Experimental journalism

Thomas Bayes, a Presbyterian minister and mathematician born just over 300 years ago, would be shocked to see most of the e-mail messages that bid for our attention nowadays. He would be thrilled to know, however, that his statistical inference theorem has inspired a potent counterattack. An open source project called SpamBayes has emerged as a powerful weapon in the war on spam. There are a few different implementations of SpamBayes. I'll focus here on an Outlook add-in, written by renowned Python hacker Mark Hammond. I've been skeptical about the long-term prospects for content-based e-mail filtering. But the Python-based SpamBayes engine, and Hammond's brilliant add-in (also written in Python), are rapidly making me a believer. [Full story at InfoWorld.com]
This article was, among other things, an experiment in combining print journalism with blogging. When I wrote the review, I was so excited about the results I was getting with SpamBayes that I wanted to blog it immediately. Instead, I wrote a companion piece online and then, based on feedback, another one the next day. The latter URL will presciently appear in the print article that InfoWorld subscribers will receive next week. This time-travel effect is kind of cool, but it also demonstrates what I think is a really powerful kind of print/online synergy.

I love the idea of a story that begins online, is snapshotted for a print readership, and then continues online. I first tried the experiment in 1996, when I was researching a BYTE cover story. Why, I wondered, should the Internet serve only as a mechanism for after-the-fact feedback? Why couldn't I post the general outline of the story I was envisioning, in order to attract perspectives that could usefully shape the story? That's just what I did, and it was a transforming experience. An engineer at JPL told me about a compelling use of Java for distributed data visualization, and that became a central element of the story.
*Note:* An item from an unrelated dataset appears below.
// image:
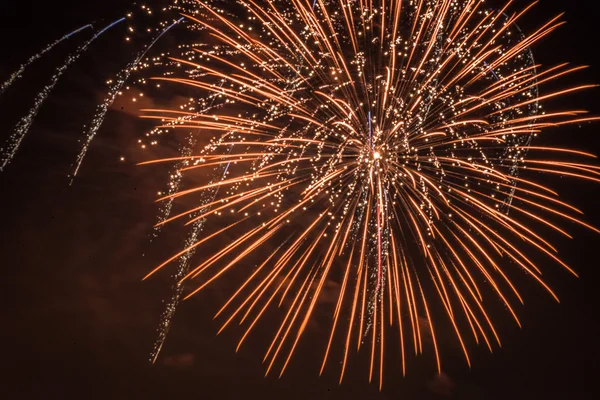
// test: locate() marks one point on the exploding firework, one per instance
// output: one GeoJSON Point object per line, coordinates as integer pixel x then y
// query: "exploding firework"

The SpamBayes review worked a bit differently. It was already in production when I blogged the companion pieces, but there was still time to incorporate feedback into the review. (I see that one correction wasn't made, though. I'd asked to remove the reference to Mac OS X mail from this -- "Several e-mail programs, including the Mail program bundled with Mac OS X, use Bayesian techniques" -- because of what I learned here.)

A more complete example of print/online synergy is an article I'm working on right now, a companion piece to a review of J2EE servers. I posted some initial thoughts here, and collected lots of useful feedback both in comments and privately. Based on that feedback, I've realized that the original "is J2EE/EJB overkill?" theme was a bit dated. The folks I've talked to have gotten past that issue. They are choosing from the smorgasbord of J2EE services in thoughtful and clever ways. But it also became clear that the "agility versus robustness" theme continues to resonate with everybody. I hope that the story I'll write tomorrow or Monday will do justice to that theme. But the material I've gathered, from interviews with Adam Bosworth, Marc Fleury, Steve Muench, Annrai O'Toole, and others -- plus online commentary and email correspondence, is far more than an 800- or 1000-word InfoWorld print article can accommodate. Happily the blog exists, and can carry the theme forward at greater length, over time, and in collaboration with other blogs.

A great deal has been said and written about weblogs and journalism, but I've not seen the following point articulated clearly. In a world full of weblogs, written from all kinds of perspectives, information and opinion are commodities. But selection, analysis, synthesis, and coherent storytelling -- the highest and best functions of journalism -- are arguably more valuable than ever. That value cannot be delivered from an ivory tower, though. It must flow from an intense collaboration with what Dan Gillmor calls the former audience.